Improving bone regeneration with composites consisting of piezoelectric poly(l-lactide) and piezoelectric calcium/manganese co-doped barium titanate nanofibers

The reconstruction of the local electrical microenvironment at the defect site has been considered as an effective strategy in stimulating bone regeneration. To mimic the electrophysiological nature of native bone tissue, piezoelectric ceramics and polymers are widely used as scaffolding materials. Herein, novel piezoelectric Ca/Mn co-doped BaTiO3 (CMBT) nanofibers were composited with poly(l-lactide) (PLLA), to obtain a kind of substrates with strengthened piezoelectricity after polarization. Compared to pure BaTiO3 nanofibers, the CMBT nanofibers exhibited extra osteogenic activity with the incorporation of bioactive Ca/Mn elements in addition to their piezoelectric property. Compared to non-degradable piezoelectric polymers like poly(vinylidene fluoride) (PVDF), polarized PLLA is not only biodegradable, but also piezoelectric.

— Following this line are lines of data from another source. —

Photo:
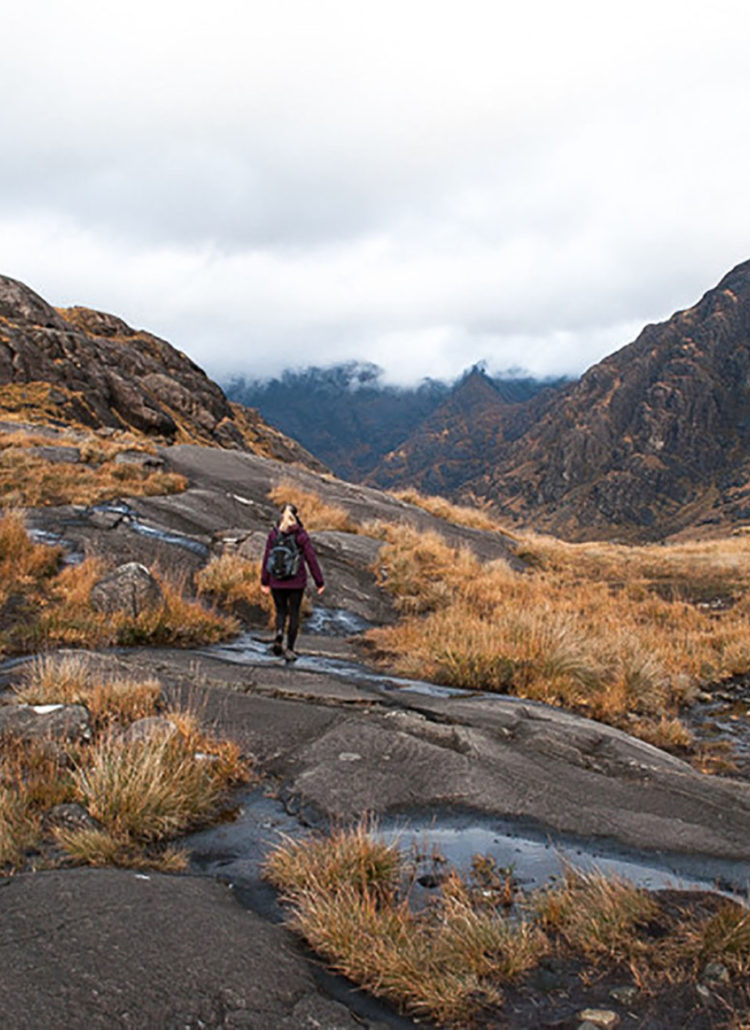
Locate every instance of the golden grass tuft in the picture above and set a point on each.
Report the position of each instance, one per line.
(33, 778)
(474, 518)
(28, 479)
(230, 578)
(598, 917)
(346, 857)
(442, 962)
(623, 634)
(148, 789)
(60, 615)
(450, 959)
(141, 790)
(73, 680)
(314, 512)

Therefore, as the CMBT nanofibers forming a network within the PLLA matrix, the PLLA/CMBT composites could significantly improve osteogenic activity both in vitro and in vivo. Using non-piezoelectric polycaprolactone (PCL) and polarized PLLA as controls, the strong antibacterial and anti-inflammatory activities of piezoelectric PLLA/CMBT composites were also identified, providing additional benefits for bone repairing. In summary, the polarized PLLA/CMBT composites are promising candidates for bone regeneration and function reconstruction, due to their multi-functionality in terms of electroactivity, biodegradability, antibacterial and anti-inflammatory activities, to meet the challenged requirements in inducing osteogenesis.